In recent years, vertical graphene nanowalls (VGNWs) have gained significant attention due to their exceptional properties, including their high specific surface area, excellent electrical conductivity, scalability, and compatibility with transition metal compounds. These attributes position VGNWs as a compelling choice for various applications, such as energy storage, catalysis, and sensing, driving interest in their integration into next-generation commercial graphene-based devices. Among the diverse graphene synthesis methods, plasma-enhanced chemical vapor deposition (PECVD) stands out for its ability to create large-scale graphene films and VGNWs on diverse substrates. However, despite progress in optimizing the growth conditions to achieve micrometer-sized graphene nanowalls, a comprehensive understanding of the underlying physicochemical mechanisms that govern nanostructure formation remains elusive. Specifically, a deeper exploration of nanometric-level phenomena like nucleation, carbon precursor adsorption, and adatom surface diffusion is crucial for gaining precise control over the growth process. Hydrogen's dual role as a co-catalyst and etchant in VGNW growth requires further investigation. This review aims to fill the knowledge gaps by investigating VGNW nucleation and growth using PECVD, with a focus on the impact of the temperature on the growth ratio and nucleation density across a broad temperature range. By providing insights into the PECVD process, this review aims to optimize the growth conditions for tailoring VGNW properties, facilitating applications in the fields of energy storage, catalysis, and sensing.

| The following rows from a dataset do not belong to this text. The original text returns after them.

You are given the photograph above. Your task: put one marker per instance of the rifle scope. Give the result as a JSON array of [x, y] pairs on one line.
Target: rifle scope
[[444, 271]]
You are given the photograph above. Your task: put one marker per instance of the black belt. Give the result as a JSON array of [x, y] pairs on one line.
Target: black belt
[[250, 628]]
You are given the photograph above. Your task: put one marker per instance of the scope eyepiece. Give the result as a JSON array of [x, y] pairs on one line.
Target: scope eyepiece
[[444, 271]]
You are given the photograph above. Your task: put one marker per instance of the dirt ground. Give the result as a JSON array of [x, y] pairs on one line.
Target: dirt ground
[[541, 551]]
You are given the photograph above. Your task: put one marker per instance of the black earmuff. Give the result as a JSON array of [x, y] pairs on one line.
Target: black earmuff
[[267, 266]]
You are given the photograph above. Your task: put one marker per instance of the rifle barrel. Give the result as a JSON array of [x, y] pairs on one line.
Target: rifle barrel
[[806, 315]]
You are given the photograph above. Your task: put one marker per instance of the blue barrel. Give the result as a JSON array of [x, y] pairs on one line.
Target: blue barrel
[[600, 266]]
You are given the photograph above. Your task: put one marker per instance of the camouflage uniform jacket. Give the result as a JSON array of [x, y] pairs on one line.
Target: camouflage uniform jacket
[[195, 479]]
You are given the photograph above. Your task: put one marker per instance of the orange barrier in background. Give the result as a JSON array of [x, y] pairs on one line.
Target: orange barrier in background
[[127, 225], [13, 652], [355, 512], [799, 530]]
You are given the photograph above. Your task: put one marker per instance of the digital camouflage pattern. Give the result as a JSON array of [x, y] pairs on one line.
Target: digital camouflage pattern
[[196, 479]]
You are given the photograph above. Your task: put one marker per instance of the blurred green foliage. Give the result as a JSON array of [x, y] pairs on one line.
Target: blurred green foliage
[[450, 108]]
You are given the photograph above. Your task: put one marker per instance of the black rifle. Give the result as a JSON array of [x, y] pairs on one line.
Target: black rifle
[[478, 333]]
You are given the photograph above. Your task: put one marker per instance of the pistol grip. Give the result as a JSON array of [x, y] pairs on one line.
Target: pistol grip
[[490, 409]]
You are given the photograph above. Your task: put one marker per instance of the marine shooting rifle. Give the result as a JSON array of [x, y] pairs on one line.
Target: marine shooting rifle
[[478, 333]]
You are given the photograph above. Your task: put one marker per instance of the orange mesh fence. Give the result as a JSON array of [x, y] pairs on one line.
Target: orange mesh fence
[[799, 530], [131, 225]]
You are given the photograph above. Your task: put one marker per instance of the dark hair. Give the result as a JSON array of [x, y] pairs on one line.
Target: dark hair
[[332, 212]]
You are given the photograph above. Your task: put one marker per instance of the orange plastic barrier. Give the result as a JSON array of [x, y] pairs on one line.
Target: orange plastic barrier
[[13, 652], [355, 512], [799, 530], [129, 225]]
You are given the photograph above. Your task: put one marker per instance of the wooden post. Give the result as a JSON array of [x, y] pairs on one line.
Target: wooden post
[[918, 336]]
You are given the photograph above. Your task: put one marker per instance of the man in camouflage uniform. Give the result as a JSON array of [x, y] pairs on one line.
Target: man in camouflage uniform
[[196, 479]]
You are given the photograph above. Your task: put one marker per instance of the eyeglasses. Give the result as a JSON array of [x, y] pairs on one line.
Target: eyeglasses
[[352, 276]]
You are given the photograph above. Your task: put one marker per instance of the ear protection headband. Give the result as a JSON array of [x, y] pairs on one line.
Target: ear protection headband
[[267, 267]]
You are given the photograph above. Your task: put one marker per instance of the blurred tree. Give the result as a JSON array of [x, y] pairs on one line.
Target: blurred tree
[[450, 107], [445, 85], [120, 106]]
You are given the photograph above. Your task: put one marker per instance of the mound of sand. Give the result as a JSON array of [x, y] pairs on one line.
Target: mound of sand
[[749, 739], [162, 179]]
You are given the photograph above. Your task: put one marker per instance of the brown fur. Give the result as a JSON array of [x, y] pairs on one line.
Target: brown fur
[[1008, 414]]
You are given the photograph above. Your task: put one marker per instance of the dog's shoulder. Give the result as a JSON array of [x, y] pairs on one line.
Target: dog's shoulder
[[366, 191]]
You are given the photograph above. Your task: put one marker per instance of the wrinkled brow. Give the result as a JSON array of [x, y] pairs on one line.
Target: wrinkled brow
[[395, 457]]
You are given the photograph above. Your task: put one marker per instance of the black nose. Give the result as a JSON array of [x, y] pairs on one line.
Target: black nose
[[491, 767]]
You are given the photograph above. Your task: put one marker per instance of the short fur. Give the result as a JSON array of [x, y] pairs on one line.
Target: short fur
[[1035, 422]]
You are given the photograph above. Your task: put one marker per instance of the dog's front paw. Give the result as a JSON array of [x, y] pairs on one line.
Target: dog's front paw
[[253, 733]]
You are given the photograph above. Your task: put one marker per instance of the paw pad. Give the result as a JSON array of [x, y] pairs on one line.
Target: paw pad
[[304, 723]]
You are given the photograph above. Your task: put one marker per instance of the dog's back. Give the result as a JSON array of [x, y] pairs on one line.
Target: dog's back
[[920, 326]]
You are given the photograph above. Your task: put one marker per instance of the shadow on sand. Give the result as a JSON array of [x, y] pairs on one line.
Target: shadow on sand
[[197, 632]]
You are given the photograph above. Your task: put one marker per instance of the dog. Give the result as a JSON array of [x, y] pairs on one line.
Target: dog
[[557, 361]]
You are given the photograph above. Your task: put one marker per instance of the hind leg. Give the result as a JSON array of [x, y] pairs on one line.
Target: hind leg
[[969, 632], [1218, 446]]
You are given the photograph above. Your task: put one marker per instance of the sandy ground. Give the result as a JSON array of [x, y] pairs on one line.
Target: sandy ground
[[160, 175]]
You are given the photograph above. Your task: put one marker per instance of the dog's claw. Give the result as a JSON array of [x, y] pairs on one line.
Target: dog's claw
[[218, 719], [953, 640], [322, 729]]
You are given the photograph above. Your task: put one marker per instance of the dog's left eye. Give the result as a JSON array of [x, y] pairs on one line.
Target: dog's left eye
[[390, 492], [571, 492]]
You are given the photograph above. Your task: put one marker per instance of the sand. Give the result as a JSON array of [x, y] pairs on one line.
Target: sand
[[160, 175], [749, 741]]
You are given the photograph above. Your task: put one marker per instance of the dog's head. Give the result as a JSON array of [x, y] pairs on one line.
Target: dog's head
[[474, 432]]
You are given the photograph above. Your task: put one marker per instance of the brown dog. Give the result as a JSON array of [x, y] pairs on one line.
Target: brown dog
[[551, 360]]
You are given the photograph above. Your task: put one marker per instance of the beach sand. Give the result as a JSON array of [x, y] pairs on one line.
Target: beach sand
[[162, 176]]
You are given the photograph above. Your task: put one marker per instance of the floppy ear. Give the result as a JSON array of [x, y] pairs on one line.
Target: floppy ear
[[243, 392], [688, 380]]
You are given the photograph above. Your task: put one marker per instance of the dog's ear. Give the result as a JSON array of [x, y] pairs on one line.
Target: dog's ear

Keywords: carbon nanowalls (CNWs); graphene; plasma-enhanced chemical vapor deposition (PECVD); structural and morphological characteristics; vertical graphene nanowalls (VGNWs).

Figure 1

Normalized Raman spectra of VGNWs and carbon nanotubes (CNTs) grown on stainless-steel at different temperature. At temperatures around 750 °C, graphene nanowalls of sizes around 1 μm present the characteristic 2D peak of graphene and an I_D/I_G ratio lower than 1 indicating a lower number of defects [7]. (Reproduced with permission).

Figure 2

FE-SEM images of carbon nanostructures grown on stainless-steel (SS310) substrate by ICP-CVD from CH₄, corresponding to different processing temperatures: (a) Nucleation of carbon nanostructures on iron domains from the substrate at 575 °C. (b) Growth of a mixture of carbon nanotubes (CNTs) and graphene nanowalls (GNWs) at 700 °C. (c) Growth of GNWs of dimensions around 1 µm at 750 °C. (d) Formation of Cr particles segregated from the stainless-steel substrate (SS310) and their coalescence. Carbon nanostructures are not formed at 900 °C [7] (Reproduced with permission).

Figure 3

Plot of FWHM of 2D Raman peak versus growth temperature of VGNW’s prepared by ICP-CVD. (a) In colored bands there is a correspondence between FWHM (2D) and the number of monoatomic graphene layers. (b) Schematic representation of the process of formation of VGNWs growing from the edges. This process gives rise to the formation of graphene nanowalls that protrude from the surface of the substrate or by nucleation from CNTs, in seemingly random directions around the normal one to the substrate [7] (Reproduced with permission).

Figure 4

Quality of the graphene nanowalls as a function of the growth temperature on SS310 stainless steel [7]. (a) Evolution of the FWHM of the G peak with growth temperature, with a minimum in the temperature range of 650 °C to 750 °C. (b) Plot of I_D/I_G versus the growth temperature pointing to an opposite behavior of samples grown at lower temperature (blue and amber points) and the ones grown at high temperatures (red points). (c) Plot representing the FWHM(G) versus the intensity ratio I_D/I_G. In the case of disorder located at the edges, FWHM(G) is not correlated with I_D/I_G (flat dashed line) for points inside the bottom-left rectangle, which correspond to the graphene nanowalls having between 2 and 4 atomic layers. (d) Schematic representation of a scale of VGNW grown on SS310 substrate (Reproduced with permission).